Description of drawings

Fig. 1 is a schematic flow sheet of the present invention.

Embodiment

The inventive system comprises with lower module:

Pretreatment module is used for the bibliographic structure of pre-service source document, makes its standardization;

Locating module is used to locate the directory order and the TOC level of source document;

Search module, be used for, search the file content that needs shearing at described content file, and the position at the file directory place of locating content section start;

Split module, be used to copy the content of the sub-directory of segmented extraction, and the content of shearing is pasted in the new empty file, preserve into database with the form of webpage.
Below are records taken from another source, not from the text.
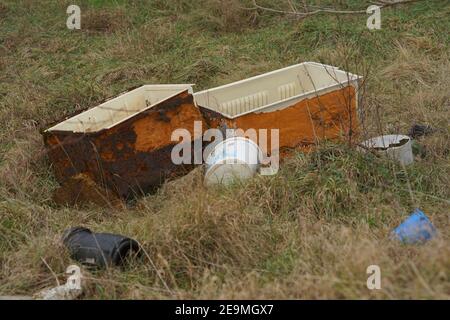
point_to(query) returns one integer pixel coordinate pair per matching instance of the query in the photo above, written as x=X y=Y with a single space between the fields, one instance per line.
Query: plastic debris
x=416 y=229
x=98 y=249
x=71 y=290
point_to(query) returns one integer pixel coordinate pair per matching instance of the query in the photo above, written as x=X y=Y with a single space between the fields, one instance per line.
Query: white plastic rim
x=401 y=153
x=234 y=158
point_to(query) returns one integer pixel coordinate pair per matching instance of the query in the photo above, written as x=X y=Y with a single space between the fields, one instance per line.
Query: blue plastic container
x=417 y=228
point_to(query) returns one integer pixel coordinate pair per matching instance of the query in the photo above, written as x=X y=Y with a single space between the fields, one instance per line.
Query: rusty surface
x=130 y=158
x=329 y=116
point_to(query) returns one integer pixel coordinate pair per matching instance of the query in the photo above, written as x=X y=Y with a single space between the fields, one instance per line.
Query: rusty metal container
x=123 y=146
x=307 y=102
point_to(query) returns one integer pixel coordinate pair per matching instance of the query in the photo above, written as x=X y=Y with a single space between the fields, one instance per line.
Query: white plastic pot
x=233 y=158
x=395 y=146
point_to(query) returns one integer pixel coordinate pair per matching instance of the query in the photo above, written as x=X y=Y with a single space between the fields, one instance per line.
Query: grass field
x=308 y=232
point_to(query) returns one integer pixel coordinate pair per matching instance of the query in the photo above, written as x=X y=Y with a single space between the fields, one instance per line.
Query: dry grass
x=308 y=232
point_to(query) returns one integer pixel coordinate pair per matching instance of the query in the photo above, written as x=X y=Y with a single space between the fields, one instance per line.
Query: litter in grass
x=71 y=290
x=395 y=146
x=99 y=249
x=236 y=158
x=416 y=229
x=419 y=130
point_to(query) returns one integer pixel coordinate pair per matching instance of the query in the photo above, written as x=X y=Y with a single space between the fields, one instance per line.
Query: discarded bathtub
x=395 y=146
x=232 y=159
x=124 y=144
x=306 y=102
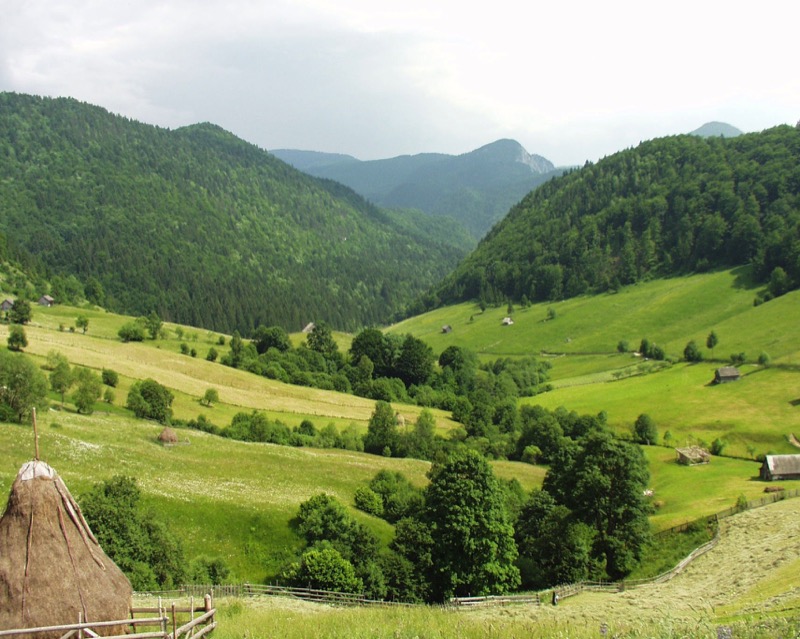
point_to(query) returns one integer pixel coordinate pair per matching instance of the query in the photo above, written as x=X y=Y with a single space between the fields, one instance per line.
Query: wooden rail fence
x=166 y=624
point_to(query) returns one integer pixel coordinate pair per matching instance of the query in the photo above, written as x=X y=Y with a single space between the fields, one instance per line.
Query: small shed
x=726 y=374
x=168 y=437
x=692 y=455
x=777 y=467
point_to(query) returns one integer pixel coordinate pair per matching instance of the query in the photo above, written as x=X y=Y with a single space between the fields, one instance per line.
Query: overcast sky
x=571 y=81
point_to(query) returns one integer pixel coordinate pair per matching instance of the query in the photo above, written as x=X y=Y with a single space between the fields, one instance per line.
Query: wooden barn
x=726 y=374
x=692 y=455
x=777 y=467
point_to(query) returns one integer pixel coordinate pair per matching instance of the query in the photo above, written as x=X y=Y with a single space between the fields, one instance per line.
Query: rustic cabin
x=692 y=456
x=778 y=467
x=726 y=374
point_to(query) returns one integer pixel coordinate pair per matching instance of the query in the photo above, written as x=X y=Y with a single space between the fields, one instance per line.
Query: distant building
x=777 y=467
x=726 y=374
x=693 y=455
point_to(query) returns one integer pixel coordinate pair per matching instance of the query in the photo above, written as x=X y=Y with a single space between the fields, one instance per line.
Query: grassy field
x=235 y=500
x=753 y=416
x=747 y=585
x=222 y=497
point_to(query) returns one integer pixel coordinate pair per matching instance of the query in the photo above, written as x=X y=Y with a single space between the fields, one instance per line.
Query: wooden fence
x=538 y=598
x=163 y=626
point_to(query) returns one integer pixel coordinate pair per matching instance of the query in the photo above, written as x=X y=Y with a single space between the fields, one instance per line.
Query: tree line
x=669 y=206
x=197 y=225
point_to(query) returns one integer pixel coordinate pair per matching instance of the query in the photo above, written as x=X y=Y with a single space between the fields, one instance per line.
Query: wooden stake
x=35 y=437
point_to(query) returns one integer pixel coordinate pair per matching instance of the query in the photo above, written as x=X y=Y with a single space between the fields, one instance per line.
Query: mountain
x=476 y=188
x=305 y=160
x=199 y=225
x=670 y=206
x=716 y=130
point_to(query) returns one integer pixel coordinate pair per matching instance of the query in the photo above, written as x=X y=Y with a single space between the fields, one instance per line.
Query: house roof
x=783 y=464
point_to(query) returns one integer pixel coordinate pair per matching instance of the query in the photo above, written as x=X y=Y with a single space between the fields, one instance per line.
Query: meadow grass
x=747 y=585
x=222 y=497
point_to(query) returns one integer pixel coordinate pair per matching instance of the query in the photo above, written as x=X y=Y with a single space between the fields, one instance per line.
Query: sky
x=571 y=81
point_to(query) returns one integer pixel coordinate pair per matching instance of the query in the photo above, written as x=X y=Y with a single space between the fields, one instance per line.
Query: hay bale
x=51 y=567
x=168 y=437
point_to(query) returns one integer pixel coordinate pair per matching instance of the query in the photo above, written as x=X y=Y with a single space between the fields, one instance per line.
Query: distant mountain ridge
x=201 y=226
x=476 y=188
x=717 y=130
x=671 y=205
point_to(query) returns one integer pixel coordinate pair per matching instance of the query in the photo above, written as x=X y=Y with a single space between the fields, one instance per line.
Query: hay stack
x=168 y=437
x=51 y=567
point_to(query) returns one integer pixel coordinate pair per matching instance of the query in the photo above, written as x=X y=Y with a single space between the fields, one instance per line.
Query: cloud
x=570 y=81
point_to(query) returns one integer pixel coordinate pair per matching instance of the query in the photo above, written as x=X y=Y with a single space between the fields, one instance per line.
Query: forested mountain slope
x=475 y=188
x=671 y=205
x=199 y=225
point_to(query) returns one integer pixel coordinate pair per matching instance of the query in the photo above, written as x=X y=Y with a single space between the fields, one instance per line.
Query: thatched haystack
x=168 y=437
x=51 y=567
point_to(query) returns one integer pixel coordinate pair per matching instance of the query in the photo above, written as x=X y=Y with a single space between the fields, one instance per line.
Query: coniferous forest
x=198 y=225
x=669 y=206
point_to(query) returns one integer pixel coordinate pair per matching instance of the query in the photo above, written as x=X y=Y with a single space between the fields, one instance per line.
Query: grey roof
x=783 y=464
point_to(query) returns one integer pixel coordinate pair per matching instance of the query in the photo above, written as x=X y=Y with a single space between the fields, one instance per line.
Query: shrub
x=150 y=400
x=110 y=378
x=368 y=501
x=131 y=332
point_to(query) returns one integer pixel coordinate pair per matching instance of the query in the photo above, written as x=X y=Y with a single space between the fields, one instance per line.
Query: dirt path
x=734 y=576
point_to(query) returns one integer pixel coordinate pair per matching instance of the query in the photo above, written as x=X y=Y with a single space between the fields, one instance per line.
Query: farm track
x=734 y=576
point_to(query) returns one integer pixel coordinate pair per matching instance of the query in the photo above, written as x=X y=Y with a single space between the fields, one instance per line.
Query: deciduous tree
x=472 y=542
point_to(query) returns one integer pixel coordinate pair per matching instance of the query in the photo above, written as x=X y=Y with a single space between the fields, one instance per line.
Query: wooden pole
x=35 y=437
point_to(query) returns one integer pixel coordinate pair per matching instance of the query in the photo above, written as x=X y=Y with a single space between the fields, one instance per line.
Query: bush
x=110 y=378
x=150 y=400
x=131 y=332
x=368 y=501
x=324 y=569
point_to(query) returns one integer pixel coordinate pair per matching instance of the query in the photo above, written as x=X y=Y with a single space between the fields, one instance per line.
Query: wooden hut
x=168 y=437
x=726 y=374
x=692 y=455
x=777 y=467
x=52 y=569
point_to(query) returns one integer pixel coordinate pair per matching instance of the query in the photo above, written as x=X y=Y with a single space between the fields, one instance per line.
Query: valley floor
x=750 y=582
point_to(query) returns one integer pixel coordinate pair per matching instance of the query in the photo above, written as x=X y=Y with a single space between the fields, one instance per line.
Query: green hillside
x=669 y=206
x=754 y=416
x=198 y=225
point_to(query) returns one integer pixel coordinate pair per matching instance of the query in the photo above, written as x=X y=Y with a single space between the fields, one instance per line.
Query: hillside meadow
x=745 y=587
x=237 y=500
x=753 y=416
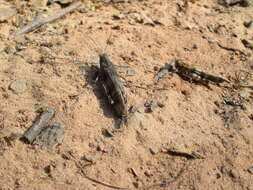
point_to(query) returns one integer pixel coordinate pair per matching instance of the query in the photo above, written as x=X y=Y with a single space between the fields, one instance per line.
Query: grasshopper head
x=104 y=61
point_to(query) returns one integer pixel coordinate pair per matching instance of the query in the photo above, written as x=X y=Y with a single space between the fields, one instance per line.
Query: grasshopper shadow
x=91 y=74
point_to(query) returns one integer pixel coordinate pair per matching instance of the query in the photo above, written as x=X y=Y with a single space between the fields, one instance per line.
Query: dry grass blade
x=40 y=21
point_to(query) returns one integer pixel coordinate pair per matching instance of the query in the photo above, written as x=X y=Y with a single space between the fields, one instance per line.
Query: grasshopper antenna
x=97 y=49
x=107 y=42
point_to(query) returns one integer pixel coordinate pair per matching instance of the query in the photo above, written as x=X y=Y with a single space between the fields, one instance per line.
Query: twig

Method of the present invention may further comprise the steps:

1) document directory structure is carried out pre-service, make its standardization;

2) adopt two pointer techniques that file directory is positioned, obtain the catalogue number of data file; Described pair of pointer comprises pointer Count and pointer Catalog(); Pointer Count is the directory order of file, and its initial value is the maximum catalogue number of file; Pointer Catalog() is array, for splitting the TOC level at catalogue place

3) afterbody from file begins to shear to the section start of article according to this, order according to file directory is carried out segmented extraction by catalogue, content to sub-directory is sheared, and then the content of shearing is pasted in the new empty file again, and is kept in the database with the form of webpage.
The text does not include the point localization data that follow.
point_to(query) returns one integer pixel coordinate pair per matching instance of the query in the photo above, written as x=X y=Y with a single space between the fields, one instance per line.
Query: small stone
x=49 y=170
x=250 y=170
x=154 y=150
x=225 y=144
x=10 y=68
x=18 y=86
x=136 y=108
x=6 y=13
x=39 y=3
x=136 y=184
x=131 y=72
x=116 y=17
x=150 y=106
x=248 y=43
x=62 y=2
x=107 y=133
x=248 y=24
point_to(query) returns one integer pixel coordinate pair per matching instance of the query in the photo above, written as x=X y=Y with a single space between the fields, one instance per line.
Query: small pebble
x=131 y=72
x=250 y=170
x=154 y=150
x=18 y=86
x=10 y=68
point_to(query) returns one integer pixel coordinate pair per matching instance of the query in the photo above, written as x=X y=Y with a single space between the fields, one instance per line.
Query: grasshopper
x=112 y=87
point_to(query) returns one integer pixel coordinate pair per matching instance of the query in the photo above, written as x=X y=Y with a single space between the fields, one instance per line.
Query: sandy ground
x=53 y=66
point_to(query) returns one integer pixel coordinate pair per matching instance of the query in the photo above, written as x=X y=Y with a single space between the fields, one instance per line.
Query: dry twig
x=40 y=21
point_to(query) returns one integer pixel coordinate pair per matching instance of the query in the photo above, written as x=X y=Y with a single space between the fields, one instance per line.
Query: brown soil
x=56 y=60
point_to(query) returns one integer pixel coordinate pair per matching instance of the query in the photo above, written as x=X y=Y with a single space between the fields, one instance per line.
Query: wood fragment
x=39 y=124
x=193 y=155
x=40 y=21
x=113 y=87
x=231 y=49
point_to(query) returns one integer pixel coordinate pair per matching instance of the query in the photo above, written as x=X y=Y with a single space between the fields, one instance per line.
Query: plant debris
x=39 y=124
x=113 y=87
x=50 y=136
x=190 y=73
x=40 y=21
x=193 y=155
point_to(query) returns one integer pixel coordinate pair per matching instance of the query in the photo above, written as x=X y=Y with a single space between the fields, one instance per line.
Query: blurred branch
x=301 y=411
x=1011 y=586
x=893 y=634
As shown in Figure 1, the present invention can directly split the word file with standard bibliographic structure, if the word document directory structure is lack of standardization, must carry out pre-service, after it is standardized, re-uses method of the present invention and splits.Sort method of the present invention adopts two pointer techniques that file directory is positioned, and pointer Count is the directory order of file, and its initial value is the maximum catalogue number of file.Pointer Catalog() being array, is the TOC level that will split the catalogue place, as first class catalogue, second-level directory etc.Start is for splitting the reference position of content, and End is a final position.It is as follows that the present invention splits flow process:

Step 1: obtain the catalogue number of data file, and assignment is given pointer Count;

Step 2: split reference position Start and put initial value 0;

Step 3: split final position End and put initial value, point to the end of file;

Step 4: obtain the paragraph number of data file, the paragraph number is added in the lump give variable i with its assignment;

Step 5: the paragraph number is subtracted one, and give variable i with its assignment;

Step 6: judge whether the i section is the catalogue of file, if, change step 7, not to change step 5;

Step 7: obtain the reference position of i section, and assignment is given Start;

Step 8: the content between shearing from Start to End;

Step 9: the content of shearing is saved as webpage and be saved in the database;

Step 10: the catalogue number is subtracted one, and be kept among the pointer Count;

Step 11: Count is saved in the database;

Step 12: the level at this catalogue place is saved in array Catalog() in, and is saved in the database;

Step 13: variate-value End=Start is set;

Step 14: whether interpretation i is greater than 0, if commentaries on classics step 5 is not to change step 15;

Step 15: algorithm finishes.

Claims

1. a file method for splitting is characterized in that, may further comprise the steps:

2) adopt two pointer techniques that file directory is positioned, obtain the catalogue number of data file;

2. a kind of file method for splitting according to claim 1 is characterized in that: step 2) in two pointers comprise pointer Count and pointer Catalog(); Pointer Count is the directory order of file, and its initial value is the maximum catalogue number of file; Pointer Catalog() is array, for splitting the TOC level at catalogue place.

3. adopt any employed device of described a kind of file method for splitting among the claim 1-2, comprising:

Split module, be used to shear the content of the sub-directory of segmented extraction, and the content of shearing is pasted in the new empty file, preserve into database with the form of webpage.